BackgroundClass 2 uveal melanomas are associated with the inactivation of the BRCA1 ((breast cancer type 1 susceptibility protein)-associated protein 1 (BAP1)) gene. Inactivation of BAP1 promotes the upregulation of vitamin K-dependent protein S (PROS1), which interacts with the tyrosine-protein kinase Mer (MERTK) receptor on M2 macrophages to induce an immunosuppressive environment. MethodsWe simulated the interaction of PROS1 with MERTK with ColabFold. We evaluated PROS1 and MERTK for the presence of intrinsically disordered protein regions (IDPRs) and disorder-to-order (DOT) regions to understand their protein-protein interaction (PPI). We first evaluated the structure of each protein with AlphaFold. We then analyzed specific sequence-based features of the PROS1 and MERTK with a suite of bioinformatics tools. ResultsWith high-resolution, moderate confidence, we successfully modeled the interaction between PROS1 and MERTK (predicted local distance difference test score (pDLLT) = 70.68).

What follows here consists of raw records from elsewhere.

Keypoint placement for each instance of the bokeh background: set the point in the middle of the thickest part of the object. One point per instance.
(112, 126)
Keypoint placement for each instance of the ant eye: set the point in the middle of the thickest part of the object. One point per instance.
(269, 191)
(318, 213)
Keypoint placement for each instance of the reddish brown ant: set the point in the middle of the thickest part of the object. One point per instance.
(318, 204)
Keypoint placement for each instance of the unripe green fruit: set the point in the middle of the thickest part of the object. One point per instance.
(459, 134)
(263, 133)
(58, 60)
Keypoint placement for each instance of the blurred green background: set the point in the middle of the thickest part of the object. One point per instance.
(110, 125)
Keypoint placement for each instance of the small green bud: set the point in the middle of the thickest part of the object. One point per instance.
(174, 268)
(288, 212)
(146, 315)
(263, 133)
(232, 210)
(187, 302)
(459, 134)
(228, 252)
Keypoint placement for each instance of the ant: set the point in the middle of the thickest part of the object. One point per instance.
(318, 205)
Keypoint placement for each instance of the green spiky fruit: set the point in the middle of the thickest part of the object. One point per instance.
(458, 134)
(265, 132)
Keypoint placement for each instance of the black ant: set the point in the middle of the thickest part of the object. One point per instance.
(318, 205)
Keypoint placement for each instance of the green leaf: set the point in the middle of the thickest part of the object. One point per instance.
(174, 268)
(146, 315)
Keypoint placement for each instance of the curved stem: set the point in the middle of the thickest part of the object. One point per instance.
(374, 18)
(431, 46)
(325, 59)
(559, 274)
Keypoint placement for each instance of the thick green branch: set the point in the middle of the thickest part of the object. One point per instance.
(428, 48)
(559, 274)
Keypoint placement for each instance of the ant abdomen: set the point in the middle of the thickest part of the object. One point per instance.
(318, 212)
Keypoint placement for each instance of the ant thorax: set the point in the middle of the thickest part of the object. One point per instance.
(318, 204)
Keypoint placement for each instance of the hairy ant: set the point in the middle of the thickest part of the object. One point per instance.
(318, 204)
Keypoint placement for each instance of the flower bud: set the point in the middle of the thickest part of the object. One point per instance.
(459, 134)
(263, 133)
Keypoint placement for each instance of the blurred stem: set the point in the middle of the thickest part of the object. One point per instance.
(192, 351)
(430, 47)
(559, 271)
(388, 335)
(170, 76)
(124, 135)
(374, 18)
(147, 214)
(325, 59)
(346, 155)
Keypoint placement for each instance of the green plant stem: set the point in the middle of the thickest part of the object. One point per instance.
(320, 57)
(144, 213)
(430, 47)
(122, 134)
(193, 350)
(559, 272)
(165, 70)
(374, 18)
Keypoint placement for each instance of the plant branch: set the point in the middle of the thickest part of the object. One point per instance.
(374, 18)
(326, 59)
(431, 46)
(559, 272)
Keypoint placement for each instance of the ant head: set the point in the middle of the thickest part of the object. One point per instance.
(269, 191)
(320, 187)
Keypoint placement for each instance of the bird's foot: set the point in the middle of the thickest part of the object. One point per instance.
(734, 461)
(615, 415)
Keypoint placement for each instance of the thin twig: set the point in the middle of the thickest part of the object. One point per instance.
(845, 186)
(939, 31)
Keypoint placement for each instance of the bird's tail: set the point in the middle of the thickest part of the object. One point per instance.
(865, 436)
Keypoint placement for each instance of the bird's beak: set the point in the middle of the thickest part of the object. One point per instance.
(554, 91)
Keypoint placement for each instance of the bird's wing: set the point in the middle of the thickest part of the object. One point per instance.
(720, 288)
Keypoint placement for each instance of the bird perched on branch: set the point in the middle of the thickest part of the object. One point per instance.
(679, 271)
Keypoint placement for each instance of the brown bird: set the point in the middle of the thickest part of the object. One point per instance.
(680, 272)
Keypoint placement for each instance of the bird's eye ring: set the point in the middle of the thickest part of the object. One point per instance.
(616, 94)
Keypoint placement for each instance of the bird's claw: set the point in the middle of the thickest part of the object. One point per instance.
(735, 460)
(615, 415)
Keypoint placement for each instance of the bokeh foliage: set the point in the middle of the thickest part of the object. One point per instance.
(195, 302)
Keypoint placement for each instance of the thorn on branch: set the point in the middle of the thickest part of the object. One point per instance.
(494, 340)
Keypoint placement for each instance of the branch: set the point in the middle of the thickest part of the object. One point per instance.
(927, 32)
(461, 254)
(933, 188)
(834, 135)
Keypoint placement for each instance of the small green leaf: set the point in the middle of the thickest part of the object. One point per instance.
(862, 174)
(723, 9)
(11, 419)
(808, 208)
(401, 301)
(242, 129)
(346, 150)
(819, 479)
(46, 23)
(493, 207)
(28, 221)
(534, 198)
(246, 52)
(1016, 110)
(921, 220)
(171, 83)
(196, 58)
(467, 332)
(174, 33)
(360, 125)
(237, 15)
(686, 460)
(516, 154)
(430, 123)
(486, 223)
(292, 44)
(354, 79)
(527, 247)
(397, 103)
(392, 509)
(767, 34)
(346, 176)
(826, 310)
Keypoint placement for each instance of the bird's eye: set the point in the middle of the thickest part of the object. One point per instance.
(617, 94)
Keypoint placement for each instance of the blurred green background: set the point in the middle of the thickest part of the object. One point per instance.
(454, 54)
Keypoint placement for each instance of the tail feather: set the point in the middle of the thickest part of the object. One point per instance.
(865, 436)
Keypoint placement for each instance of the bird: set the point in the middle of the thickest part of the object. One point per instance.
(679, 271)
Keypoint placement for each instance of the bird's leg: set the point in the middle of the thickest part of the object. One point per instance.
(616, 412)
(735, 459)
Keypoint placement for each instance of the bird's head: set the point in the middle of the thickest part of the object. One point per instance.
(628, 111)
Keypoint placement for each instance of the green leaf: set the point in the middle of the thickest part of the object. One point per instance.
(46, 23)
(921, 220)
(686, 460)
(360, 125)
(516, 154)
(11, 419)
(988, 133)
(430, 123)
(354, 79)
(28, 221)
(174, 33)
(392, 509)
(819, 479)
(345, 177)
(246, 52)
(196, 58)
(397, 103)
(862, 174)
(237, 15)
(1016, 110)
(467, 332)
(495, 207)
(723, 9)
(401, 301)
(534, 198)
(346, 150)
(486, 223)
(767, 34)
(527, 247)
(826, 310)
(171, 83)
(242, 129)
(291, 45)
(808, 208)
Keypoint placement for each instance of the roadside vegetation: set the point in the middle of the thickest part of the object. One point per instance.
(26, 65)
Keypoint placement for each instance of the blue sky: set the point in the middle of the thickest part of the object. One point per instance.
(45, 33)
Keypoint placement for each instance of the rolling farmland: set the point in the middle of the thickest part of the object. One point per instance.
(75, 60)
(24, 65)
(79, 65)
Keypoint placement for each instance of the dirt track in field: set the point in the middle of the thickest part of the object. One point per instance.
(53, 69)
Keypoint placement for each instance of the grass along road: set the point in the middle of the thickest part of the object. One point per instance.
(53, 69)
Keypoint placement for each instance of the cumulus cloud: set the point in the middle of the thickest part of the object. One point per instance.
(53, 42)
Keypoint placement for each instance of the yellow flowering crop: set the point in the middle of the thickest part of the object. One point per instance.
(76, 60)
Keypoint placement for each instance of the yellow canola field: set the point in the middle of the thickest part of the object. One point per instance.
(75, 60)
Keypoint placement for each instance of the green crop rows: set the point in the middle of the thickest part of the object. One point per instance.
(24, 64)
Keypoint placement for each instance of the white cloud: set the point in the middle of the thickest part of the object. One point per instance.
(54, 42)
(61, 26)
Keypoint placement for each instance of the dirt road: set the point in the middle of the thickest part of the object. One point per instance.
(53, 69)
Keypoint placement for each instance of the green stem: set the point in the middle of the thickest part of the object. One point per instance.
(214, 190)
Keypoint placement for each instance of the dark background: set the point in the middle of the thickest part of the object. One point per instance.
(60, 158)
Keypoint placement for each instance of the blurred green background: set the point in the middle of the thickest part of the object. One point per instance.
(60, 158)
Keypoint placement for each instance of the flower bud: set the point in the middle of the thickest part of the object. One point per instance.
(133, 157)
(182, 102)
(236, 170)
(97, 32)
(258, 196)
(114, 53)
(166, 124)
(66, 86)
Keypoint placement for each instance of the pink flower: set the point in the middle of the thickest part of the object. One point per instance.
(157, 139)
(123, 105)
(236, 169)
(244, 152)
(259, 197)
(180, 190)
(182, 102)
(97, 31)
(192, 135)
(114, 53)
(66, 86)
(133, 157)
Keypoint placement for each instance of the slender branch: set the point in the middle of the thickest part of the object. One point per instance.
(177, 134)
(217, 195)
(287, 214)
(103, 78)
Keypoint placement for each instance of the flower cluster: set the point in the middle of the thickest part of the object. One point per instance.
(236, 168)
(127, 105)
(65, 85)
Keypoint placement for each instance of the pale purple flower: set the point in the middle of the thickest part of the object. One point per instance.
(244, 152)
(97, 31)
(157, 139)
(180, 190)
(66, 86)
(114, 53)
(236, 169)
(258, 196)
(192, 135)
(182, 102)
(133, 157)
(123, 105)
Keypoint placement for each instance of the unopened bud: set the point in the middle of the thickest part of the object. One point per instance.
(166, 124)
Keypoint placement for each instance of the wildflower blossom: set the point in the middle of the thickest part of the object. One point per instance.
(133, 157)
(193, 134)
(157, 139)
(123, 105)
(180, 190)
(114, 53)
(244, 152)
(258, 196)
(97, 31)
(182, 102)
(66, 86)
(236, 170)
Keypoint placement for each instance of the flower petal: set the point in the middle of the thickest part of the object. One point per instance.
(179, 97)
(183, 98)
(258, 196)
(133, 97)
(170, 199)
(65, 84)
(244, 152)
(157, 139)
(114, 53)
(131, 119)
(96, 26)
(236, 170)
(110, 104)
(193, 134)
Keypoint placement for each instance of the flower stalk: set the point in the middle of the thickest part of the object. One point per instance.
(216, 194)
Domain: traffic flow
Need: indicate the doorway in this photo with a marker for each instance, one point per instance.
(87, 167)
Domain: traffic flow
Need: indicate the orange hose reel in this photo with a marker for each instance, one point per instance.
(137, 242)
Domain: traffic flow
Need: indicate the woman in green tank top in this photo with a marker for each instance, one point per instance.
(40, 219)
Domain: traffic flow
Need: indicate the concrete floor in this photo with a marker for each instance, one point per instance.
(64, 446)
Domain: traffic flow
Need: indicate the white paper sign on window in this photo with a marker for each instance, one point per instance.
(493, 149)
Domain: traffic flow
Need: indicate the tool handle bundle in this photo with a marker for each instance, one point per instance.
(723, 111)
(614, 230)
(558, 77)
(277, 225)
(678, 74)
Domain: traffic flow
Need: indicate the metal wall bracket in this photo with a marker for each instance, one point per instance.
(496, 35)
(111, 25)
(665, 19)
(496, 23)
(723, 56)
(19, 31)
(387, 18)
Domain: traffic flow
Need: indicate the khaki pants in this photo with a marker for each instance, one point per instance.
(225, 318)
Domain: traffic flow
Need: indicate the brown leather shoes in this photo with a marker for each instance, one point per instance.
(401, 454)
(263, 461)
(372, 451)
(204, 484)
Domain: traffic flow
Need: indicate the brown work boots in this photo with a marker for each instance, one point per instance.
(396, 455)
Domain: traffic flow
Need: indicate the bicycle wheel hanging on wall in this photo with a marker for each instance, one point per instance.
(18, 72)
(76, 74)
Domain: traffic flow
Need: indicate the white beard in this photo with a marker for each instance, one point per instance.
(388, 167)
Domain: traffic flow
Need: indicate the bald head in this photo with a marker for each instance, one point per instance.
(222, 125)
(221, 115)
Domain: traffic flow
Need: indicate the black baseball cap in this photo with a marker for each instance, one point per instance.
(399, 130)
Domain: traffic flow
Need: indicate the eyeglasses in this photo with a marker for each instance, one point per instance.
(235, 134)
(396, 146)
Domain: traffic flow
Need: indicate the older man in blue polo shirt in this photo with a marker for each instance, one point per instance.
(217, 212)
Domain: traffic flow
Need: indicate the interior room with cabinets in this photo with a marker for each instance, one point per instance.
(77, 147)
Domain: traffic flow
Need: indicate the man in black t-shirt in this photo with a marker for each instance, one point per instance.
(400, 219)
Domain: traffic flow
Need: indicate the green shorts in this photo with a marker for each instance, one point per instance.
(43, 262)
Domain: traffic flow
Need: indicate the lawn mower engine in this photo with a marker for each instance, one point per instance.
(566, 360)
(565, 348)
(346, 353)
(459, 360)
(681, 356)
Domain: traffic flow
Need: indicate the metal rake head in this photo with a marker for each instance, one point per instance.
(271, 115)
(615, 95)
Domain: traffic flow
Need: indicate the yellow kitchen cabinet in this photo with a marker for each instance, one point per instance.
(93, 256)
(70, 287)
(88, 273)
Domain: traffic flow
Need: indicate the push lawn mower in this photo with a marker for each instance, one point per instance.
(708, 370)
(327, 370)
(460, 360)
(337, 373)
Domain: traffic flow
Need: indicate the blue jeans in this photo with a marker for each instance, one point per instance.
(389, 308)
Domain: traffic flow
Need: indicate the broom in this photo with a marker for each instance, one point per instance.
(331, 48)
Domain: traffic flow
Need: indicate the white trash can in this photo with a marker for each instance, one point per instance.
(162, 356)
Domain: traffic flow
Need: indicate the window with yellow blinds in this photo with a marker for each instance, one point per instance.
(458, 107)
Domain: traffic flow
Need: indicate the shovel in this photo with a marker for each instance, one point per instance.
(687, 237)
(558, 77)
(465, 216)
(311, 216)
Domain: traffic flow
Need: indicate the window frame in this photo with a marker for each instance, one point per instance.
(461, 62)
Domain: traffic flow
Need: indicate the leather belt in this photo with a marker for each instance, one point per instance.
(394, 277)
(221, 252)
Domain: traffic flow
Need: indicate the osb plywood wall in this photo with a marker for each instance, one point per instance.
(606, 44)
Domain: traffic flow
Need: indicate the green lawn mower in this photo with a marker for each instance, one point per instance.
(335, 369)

Our structural analysis qualitatively demonstrated IDPRs (i.e., spaghetti-like entities) in PROS1 and MERK. PROS1 was 23.37 % disordered, and MERTK was 23.09 % disordered, classifying them as moderately disordered and flexible proteins. PROS1 was significantly enriched in cysteine, the most order-promoting residue (p-value <0.05). Our IUPred analysis demonstrated that there are two disorder-to-order transition (DOT) regions in PROS1. MERTK was significantly enriched in proline, the most disorder-promoting residue (p-value <0.05), but did not contain DOT regions. Our STRING analysis demonstrated that the PPI network between PROS1 and MERTK is more complex than their assumed one-to-one binding (p-value <2.0 × 10−6). ConclusionOur findings present a novel prediction for the interaction between PROS1 and MERTK. Our findings show that PROS1 and MERTK contain elements of intrinsic disorder. PROS1 has two DOT regions that are attractive immunotherapy targets. We recommend that IDPRs and DOT regions found in PROS1 and MERTK should be considered when developing immunotherapies targeting this PPI.